Я не мог больше отрицать очевидное. Весь остров словно бы тихо покачивался, как на корабль на якоре.
Сам утратив присутствие духа, дрожа больше в благоговейном трепете, чем от ужаса, я схватил Югенена за руку и попытался оторвать его от колонны. Он что-то с мрачным видом бормотал, цеплялся за колонну и отказывался двинуться с места. Я, решив вопреки всему остаться с ним, сел рядом. Сейсмическое волнение усиливалось. Но Югенен, кажется, больше ничего не замечал, лишь автоматически, с регулярностью часового механизма, выстукивал такт. Прошел час, два часа. Наконец качание земли сделалось интенсивным, быстрым и безостановочным.
В какой-то момент я в приступе паники вскочил на ноги и затряс его за плечи.
— Упрямый человек! — вскричал я. — Вы потеряли последние остатки благоразумия? Как вы не ощущаете запах, не чувствуете, что дом в огне?
Его глаза, ставшие темными и тусклыми, вмиг зажглись новым безумием.
— Значит, — громогласным и ясным трубным голосом прокричал он, — она будет… да, она будет спасена! О, гепард — оперенный гепард!
Не успел я задержать истекавшего теперь изо рта пеной безумца, как он пробежал мимо меня и выскочил в коридор. Я бросился догонять его со всей быстротой, на какую был способен. Ковры и портьеры, чуть занимаясь тусклым пламенем, наполняли переходы дымом Тофета[82]. Я надеялся, что Югенен с его слабыми легкими рано или поздно упадет, задыхаясь от усталости.

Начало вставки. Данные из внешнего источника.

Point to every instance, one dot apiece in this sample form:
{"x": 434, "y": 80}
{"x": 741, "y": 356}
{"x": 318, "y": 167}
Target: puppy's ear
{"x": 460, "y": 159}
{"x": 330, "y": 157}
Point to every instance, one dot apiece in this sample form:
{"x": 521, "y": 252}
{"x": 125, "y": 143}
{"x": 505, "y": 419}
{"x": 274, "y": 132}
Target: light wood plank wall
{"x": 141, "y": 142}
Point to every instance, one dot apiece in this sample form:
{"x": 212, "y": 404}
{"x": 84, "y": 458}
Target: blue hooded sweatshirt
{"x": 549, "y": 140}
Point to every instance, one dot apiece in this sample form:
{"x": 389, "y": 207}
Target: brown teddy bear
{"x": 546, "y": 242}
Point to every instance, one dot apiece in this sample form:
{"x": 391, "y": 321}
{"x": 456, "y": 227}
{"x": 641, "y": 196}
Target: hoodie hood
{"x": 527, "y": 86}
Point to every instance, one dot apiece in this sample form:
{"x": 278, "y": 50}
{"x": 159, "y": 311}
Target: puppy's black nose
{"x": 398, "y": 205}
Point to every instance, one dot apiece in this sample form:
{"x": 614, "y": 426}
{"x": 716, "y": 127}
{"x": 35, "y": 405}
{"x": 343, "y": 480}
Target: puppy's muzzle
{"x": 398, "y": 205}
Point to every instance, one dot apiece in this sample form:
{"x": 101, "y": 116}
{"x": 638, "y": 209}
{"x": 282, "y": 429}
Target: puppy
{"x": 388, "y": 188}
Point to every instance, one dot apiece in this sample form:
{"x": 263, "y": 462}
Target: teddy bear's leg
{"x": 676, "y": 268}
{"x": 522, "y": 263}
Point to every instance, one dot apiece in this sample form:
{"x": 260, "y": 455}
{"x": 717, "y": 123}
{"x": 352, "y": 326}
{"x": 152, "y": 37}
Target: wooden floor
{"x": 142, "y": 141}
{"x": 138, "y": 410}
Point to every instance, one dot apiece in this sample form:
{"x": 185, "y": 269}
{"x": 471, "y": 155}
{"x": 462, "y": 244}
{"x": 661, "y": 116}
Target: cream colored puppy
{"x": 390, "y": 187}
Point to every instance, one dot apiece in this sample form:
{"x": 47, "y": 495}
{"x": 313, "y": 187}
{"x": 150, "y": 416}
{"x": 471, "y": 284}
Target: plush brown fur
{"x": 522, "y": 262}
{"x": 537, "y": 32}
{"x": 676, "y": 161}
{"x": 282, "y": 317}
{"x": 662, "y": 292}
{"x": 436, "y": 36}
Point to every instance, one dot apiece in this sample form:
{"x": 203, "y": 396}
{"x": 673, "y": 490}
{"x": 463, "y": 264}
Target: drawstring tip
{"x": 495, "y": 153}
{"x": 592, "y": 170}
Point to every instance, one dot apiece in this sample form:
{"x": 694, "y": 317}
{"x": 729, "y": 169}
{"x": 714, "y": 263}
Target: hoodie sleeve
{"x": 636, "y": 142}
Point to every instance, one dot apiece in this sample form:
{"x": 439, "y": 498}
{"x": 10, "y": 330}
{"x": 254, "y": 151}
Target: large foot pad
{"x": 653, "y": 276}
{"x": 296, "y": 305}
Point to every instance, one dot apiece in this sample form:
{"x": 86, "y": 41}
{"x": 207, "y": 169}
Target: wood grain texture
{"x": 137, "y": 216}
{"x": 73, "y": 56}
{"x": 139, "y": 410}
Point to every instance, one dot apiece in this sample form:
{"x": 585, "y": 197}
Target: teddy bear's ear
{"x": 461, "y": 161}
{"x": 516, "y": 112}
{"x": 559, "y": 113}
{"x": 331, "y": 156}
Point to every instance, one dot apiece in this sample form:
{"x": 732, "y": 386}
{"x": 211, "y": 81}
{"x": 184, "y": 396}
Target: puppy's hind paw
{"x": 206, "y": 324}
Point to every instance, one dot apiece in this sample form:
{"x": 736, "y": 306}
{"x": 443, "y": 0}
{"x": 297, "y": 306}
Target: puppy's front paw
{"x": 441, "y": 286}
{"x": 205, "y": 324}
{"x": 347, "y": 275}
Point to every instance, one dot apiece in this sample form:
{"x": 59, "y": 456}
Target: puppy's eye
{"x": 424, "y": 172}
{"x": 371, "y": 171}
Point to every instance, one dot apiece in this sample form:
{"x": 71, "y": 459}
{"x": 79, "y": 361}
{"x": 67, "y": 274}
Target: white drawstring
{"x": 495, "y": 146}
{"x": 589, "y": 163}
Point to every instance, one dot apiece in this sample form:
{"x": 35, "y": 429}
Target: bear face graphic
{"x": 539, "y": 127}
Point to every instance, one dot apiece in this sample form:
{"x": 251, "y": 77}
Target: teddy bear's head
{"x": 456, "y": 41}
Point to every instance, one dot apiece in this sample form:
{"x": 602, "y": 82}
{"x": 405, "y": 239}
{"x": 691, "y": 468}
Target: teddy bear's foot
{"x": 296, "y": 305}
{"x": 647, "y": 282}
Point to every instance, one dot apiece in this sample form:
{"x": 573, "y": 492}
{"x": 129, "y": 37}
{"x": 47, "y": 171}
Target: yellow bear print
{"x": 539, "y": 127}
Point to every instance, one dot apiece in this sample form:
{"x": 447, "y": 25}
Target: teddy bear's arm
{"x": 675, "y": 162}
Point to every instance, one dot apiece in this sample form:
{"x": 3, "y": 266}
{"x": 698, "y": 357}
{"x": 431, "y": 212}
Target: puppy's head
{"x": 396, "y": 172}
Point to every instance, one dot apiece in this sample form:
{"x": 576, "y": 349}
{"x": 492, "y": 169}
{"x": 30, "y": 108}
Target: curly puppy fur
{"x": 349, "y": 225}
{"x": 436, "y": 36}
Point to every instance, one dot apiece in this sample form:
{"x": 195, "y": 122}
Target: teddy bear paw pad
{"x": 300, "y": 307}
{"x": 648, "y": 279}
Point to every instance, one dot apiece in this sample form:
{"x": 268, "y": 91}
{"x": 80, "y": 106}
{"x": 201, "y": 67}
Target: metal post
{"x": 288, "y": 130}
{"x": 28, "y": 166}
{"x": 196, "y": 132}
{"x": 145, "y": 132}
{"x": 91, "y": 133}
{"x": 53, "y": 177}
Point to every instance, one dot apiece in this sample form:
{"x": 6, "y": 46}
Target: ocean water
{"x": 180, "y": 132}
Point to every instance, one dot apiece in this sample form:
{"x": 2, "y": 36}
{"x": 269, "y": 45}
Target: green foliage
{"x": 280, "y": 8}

Но некая энергия будто придавала ему силы — он летел вперед, как ветер; какой-то уверенный таинственный инстинкт словно направлял его: он не колебался и ни разу не замедлил бег.
Долгая погоня по трещавшему, горящему теперь со всех сторон дому подошла к концу. Верная интуиция безумия не подвела помешанного — он достиг цели, к которой стремился. Я увидел, как он взлетел по полусгоревшей лестнице, подножие которой уже превратилось в озеро огня. Он подбежал к дымящейся деревянной двери гробницы Андромеды и рывком открыл ее. И из темного склепа вырвался — заглушая гул огня, завывание бури и тысячеголосый рокот землетрясения — пронзительный и хриплый вой, от которого кровь заледенела у меня в жилах; и я увидал, как из тьмы появилось существо столь омерзительное, что никакой человеческий язык не найдет слов для его описания. Ибо, скажи я, что это был гепард — исполинский гепард — с водянисто-желтыми горящими глазами — с жирным и бескостным телом под густой порослью темно-серых и ярко-красных на концах перьев — с такого же цвета крошечными крыльями на спине — с громадным, широким, расширяющимся внизу хвостом, подобным хвосту райской птицы — как передам я словами все тошнотворное отвращение, бездонную ненависть и страх, какие испытывал? Пламя, было видно, уже охватило тело зверя; оно уже горело. Я увидал, как он даже не прыгнул, а взлетел к голове Югенена; как когти впились в плоть, зубы погрузились в горло. Все это я видел. Югенен зашатался, клокоча разорванным горлом, отбиваясь от оперенного ужаса, и опрокинулся туда, где секунду назад стояла лестница; они рухнули вместе в море пламени.
Я стремглав выбежал из дома, случайно найдя выход. Ночь была ясная, но все ветра, как будто сорвавшись с цепи, завывали вокруг острова в экстазе бури. Спускаясь, я замечал по пути, что деревья и некоторые скалы были опалены и расколоты; в одном месте мое внимание приковало скопление глубоких, гладких, конических отверстий, окаймленных серой светящейся окалиной. Ближе к берегу я остановился на отвесном обрыве и глянул прямо на море. Зрелище было величественным и ужасным. Не было ни валов, ни пены или ряби, но глубины, горевшие от поверхности до самого дна фосфоресцирующим светом, вздымались и, как мерцающий плуг за огненными кобылицами Диомеда[83], с ровной, неослабевающей, почти ошеломляющей стремительностью мчались на остров. И Делос, казалось, и впрямь качался на воде — плыл в мучительной борьбе, как малая обреченная птица в всепоглощающей стихии. С первыми лучами рассвета я покинул этот мистический храм древнего благочестия. Среди последнего, что открылось моему взору, был густой дым, все еще поднимавшийся над разрушенным и проклятым обиталищем Югенена.